The Normans brought with them architectural styles from their own duchy, where austere stone churches were preferred. Under the early Norman kings this style was adapted to produce large, plain cathedrals with ribbed vaulting. During the twelfth century the Anglo-Norman style became richer and more ornate, with pointed arches derived from French architecture replacing the curved Romanesque designs; this style is termed Early English Gothic and continued, with variation, throughout the rest of the Middle Ages. In domestic architecture, the Normans, having first occupied the older Anglo-Saxon dwellings, rapidly beginning to build larger buildings in stone and timber. The elite preferred houses with large, ground-floor halls but the less wealthy constructed simpler houses with the halls on the first floor; master and servants frequently lived in the same spaces. Wealthier town-houses were also built using stone, and incorporated business and domestic arrangements into a single functional design.
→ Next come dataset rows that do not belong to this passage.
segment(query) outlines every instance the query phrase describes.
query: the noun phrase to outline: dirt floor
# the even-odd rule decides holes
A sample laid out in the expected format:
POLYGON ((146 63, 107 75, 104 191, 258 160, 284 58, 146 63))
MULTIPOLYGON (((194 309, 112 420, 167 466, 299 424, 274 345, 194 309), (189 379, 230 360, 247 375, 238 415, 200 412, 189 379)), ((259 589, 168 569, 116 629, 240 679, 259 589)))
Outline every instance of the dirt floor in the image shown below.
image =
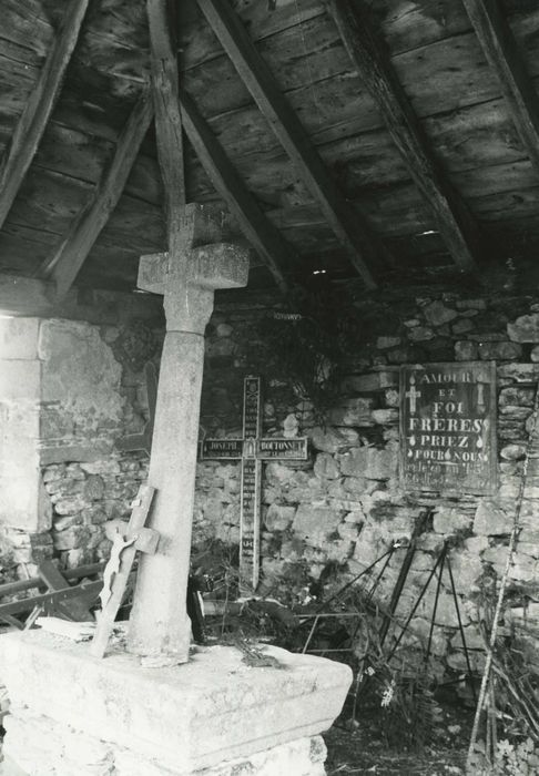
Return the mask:
POLYGON ((443 717, 431 741, 421 747, 398 747, 387 741, 384 719, 370 709, 359 711, 352 725, 343 715, 324 734, 328 776, 448 776, 464 774, 472 712, 458 705, 443 705, 443 717))

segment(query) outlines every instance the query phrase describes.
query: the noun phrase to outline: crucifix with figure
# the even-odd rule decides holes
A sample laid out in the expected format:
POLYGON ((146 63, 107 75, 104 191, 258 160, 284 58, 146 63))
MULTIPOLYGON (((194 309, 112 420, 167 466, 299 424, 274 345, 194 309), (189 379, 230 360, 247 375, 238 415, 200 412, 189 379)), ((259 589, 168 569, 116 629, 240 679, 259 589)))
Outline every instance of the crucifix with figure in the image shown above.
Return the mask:
POLYGON ((240 592, 253 593, 258 584, 261 544, 262 461, 305 460, 306 437, 262 437, 261 378, 247 376, 243 388, 243 437, 204 439, 201 458, 242 461, 240 517, 240 592))

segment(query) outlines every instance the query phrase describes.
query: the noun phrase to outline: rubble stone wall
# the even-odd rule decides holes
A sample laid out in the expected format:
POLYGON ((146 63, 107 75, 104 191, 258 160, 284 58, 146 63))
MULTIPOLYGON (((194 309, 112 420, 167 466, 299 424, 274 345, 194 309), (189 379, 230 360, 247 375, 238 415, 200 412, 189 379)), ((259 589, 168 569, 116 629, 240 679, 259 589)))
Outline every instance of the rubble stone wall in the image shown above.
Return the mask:
MULTIPOLYGON (((492 580, 505 571, 539 378, 539 304, 530 297, 455 294, 367 304, 368 338, 350 354, 340 397, 325 426, 316 425, 304 397, 282 402, 279 387, 271 381, 266 386, 265 433, 282 433, 285 419, 295 415, 299 435, 311 440, 311 459, 264 464, 261 590, 285 603, 305 601, 314 592, 319 594, 324 585, 326 594, 332 593, 394 542, 405 544, 420 511, 433 508, 431 525, 419 540, 397 614, 404 620, 411 611, 447 542, 467 643, 477 650, 471 653, 472 662, 480 663, 480 602, 492 580), (464 360, 497 365, 498 490, 489 498, 407 492, 398 478, 399 365, 464 360)), ((246 343, 261 315, 255 307, 214 315, 207 336, 202 415, 204 430, 212 436, 241 432, 242 379, 250 371, 246 343)), ((537 607, 539 479, 535 469, 529 473, 508 590, 512 606, 527 602, 528 607, 537 607)), ((236 544, 238 464, 201 462, 196 496, 195 544, 209 538, 236 544)), ((380 601, 388 601, 405 553, 404 547, 398 549, 384 572, 380 601)), ((435 593, 436 584, 431 584, 413 621, 415 633, 424 641, 435 593)), ((513 612, 526 616, 522 609, 513 612)), ((436 623, 434 653, 446 656, 452 668, 465 671, 447 571, 436 623)))
POLYGON ((148 456, 116 441, 148 419, 143 367, 159 360, 159 323, 14 318, 1 335, 0 582, 35 575, 43 559, 106 559, 106 524, 129 517, 146 477, 148 456))

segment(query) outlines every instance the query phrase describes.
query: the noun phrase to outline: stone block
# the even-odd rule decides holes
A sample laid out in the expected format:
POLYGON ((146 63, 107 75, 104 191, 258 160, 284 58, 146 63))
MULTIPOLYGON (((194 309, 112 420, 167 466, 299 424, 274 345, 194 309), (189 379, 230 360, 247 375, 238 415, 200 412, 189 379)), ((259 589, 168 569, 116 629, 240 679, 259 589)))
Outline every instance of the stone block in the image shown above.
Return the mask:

==Popular representations==

The period has been used in a wide range of popular culture. William Shakespeare's plays on the lives of the medieval kings have proved to have had long lasting appeal, heavily influencing both popular interpretations and histories of figures such as King John. Other playwrights have since taken key events and personalities as the subject of drama, including T. S. Eliot's Murder in the Cathedral (1935) and Jean Anouilh's Becket (1959), that focus on the death of Thomas Becket and James Goldman's The Lion in Winter (1966), which focuses on Henry II and his sons. Walter Scott's location of Robin Hood in the reign of Richard I and his emphasis on the conflict between Saxons and Normans set the template for much later fiction and film adaptations. Historical fiction set in England during the Middle Ages remains persistently popular, with the 1980s and 1990s seeing a particular growth of historical detective fiction such as Ellis Peters's The Cadfael Chronicles set in the Anarchy, x which is also the location of much of Ken Follett's best-selling The Pillars of the Earth (1989). Film-makers have drawn extensively on the medieval period, often taking themes from Shakespeare or the Robin Hood ballads for inspiration and adapting historical romantic novels as Ivanhoe (1952). Late revivals of these genres include Robin Hood: Prince of Thieves (1991) and Kingdom of Heaven (2005).